Atalay, çalışanları bu konuyla ilgili huzursuz etmenin hiçbir anlamı olmadığını belireterek, iş yerlerinde insanların bu sözler nedeniyle rahatsız olduklarını savundu. Emekli olmak için talepte bulunanların olduğuna dikkati çeken Atalay, "Özellikle Türk-İş sendikalarının üyelerine sesleniyorum. Bununla ilgili sıkıntı yok, problem yok ve bununla ilgili bir geriye gidiş görmüyoruz. Kimse huzurunu bozup emekliliğe falan müracat etmesinler. Onun ötesinde iş yerlerinde verimi düşürecek açıklama bunlar. Biz bununla ilgili geriye gidecek hiçbir şeyin içinde olmayız. Bunun altına ne imza atarız, ne o toplantıya katılırız, buna da şiddetle karşı çıkarız" değerlendirmesinde bulundu.
"Türk-İş, en sert şekilde yapmak durumunda"

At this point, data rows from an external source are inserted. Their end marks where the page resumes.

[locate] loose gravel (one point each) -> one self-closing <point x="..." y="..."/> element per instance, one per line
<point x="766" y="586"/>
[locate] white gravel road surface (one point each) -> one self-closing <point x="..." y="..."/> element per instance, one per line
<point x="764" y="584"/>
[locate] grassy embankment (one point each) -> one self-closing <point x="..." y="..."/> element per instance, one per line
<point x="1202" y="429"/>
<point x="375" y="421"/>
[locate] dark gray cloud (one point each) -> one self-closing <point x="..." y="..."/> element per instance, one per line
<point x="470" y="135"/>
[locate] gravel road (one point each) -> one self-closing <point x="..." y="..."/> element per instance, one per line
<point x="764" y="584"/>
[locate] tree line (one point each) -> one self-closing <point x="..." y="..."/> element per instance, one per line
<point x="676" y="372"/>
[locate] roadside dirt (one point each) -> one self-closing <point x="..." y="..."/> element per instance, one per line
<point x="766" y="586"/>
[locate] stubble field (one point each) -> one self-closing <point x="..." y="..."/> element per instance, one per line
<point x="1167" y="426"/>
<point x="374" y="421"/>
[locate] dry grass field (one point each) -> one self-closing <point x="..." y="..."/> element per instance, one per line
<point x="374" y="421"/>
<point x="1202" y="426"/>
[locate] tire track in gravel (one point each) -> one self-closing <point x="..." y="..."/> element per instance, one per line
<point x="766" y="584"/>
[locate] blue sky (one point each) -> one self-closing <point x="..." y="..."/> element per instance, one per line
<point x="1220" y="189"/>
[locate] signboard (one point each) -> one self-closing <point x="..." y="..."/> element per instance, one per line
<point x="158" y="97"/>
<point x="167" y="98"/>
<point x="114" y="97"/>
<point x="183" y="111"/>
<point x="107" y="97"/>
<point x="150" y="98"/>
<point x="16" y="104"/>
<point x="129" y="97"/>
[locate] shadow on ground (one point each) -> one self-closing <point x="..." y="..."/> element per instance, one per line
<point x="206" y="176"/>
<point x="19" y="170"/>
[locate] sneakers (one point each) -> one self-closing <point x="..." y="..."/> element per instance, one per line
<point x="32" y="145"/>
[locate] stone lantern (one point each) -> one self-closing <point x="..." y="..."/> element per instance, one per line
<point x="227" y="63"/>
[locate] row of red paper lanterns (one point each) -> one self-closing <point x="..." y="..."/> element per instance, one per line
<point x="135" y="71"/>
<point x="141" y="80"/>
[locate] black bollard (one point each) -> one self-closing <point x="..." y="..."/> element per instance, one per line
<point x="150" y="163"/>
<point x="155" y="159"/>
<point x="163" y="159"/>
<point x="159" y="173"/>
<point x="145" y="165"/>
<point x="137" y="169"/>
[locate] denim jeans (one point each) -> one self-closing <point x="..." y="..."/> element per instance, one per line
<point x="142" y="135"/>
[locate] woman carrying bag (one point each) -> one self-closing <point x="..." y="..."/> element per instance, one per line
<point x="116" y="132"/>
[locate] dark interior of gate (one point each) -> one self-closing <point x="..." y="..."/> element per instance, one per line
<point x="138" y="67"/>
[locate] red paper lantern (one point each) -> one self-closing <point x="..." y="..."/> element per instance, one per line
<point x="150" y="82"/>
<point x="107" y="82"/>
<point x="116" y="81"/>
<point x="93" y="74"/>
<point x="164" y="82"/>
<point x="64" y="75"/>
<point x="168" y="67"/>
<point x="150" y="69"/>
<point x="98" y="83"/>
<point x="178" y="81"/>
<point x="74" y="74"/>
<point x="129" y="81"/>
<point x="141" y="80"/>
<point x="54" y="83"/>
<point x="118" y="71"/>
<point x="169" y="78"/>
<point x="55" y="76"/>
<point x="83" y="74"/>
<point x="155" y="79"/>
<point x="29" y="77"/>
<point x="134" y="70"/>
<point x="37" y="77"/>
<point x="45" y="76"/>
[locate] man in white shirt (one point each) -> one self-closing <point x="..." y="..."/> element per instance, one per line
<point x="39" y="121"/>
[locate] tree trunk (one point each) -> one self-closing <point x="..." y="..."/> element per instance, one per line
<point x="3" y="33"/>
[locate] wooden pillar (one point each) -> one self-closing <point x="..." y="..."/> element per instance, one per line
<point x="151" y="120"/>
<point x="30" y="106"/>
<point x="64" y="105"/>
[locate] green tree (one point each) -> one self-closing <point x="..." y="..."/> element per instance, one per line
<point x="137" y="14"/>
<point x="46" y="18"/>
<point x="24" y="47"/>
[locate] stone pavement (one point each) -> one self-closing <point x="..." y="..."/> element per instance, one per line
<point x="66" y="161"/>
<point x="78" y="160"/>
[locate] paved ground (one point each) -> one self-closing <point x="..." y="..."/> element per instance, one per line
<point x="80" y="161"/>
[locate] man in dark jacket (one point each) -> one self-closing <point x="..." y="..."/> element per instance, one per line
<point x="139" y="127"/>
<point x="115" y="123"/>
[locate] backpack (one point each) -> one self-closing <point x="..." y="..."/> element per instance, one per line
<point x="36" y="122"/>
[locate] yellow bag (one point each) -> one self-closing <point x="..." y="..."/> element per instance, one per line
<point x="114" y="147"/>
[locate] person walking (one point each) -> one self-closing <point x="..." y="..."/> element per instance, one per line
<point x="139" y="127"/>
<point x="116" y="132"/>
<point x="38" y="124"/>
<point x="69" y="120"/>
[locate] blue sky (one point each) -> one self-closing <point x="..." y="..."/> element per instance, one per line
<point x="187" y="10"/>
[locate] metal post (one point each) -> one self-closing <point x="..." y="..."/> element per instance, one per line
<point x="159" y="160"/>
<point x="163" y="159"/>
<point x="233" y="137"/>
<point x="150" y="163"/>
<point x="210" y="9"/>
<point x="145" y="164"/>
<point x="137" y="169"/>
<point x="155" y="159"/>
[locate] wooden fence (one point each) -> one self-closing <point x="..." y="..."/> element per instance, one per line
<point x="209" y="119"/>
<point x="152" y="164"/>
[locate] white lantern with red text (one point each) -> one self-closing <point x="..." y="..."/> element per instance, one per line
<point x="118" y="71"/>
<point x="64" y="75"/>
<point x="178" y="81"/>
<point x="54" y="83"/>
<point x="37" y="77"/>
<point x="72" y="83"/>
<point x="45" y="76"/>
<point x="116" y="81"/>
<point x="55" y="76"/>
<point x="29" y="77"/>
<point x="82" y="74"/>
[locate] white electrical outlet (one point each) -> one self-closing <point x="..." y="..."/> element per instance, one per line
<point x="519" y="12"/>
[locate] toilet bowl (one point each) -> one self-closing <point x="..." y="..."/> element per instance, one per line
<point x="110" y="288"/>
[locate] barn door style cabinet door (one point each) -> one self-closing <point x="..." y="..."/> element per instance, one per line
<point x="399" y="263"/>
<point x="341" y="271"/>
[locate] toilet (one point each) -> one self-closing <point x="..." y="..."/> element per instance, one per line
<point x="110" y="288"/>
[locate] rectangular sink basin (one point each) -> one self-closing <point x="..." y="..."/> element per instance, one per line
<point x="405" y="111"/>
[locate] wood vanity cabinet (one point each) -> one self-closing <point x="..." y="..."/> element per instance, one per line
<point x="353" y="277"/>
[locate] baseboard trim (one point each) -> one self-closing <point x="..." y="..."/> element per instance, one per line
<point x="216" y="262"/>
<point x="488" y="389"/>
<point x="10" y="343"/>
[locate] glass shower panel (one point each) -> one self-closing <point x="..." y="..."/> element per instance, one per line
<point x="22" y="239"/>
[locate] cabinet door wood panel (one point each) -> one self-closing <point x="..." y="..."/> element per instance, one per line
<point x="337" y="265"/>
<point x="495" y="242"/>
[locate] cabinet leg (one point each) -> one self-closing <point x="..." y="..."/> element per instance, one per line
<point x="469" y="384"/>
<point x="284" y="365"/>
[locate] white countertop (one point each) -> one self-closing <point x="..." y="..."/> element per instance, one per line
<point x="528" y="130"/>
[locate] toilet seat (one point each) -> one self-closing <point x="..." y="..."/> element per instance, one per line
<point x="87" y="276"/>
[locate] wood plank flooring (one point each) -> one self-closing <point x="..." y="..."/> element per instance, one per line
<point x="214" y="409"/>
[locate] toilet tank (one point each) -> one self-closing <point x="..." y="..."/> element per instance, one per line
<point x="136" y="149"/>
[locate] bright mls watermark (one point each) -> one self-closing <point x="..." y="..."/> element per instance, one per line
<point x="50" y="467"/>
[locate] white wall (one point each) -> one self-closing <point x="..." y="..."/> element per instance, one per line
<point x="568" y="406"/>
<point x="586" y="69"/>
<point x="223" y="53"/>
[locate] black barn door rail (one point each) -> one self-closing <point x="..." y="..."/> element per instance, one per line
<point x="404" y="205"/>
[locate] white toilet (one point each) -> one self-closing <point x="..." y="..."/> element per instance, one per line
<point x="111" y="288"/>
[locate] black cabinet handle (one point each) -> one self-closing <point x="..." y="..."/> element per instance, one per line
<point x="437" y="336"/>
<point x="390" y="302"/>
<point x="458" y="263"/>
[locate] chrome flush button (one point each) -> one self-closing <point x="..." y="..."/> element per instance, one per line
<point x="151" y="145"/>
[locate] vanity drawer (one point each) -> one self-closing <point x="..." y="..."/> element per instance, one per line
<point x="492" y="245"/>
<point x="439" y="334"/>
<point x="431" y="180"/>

Sendikaların gücünü üyelerinden aldığını vurgulayan Atalay, şunları kaydetti: "Türk-İş'in bu konuyla ilgili genel kurul kararı var. Bununla ilgili bir geriye gidiş olduğu zaman Türk-İş bununla ilgili en sert şekilde bunun adı genel grev mi olur, başka bir şey mi olur biz bunu yapmak durumundayız. Biz de bunu noksansız yerine getiririz. Öyle bir tabloda sıkıntı da görmüyorum. Biz anlaşmadan Sayın Başbakan'a ne götürecekler ki. Biz bu işin karşısındayız. İş veren sendikası bu işin karşısında, DİSK bu işin karşısında. Bu işin tarafı kim? Bunu kim yapıyorsa, bunun sebebi kimse sahip çıkmıyor. Biz Bakanlığa soruyoruz, Bakanlık 'Öyle bir sıkıntı görmüyorum' diyor."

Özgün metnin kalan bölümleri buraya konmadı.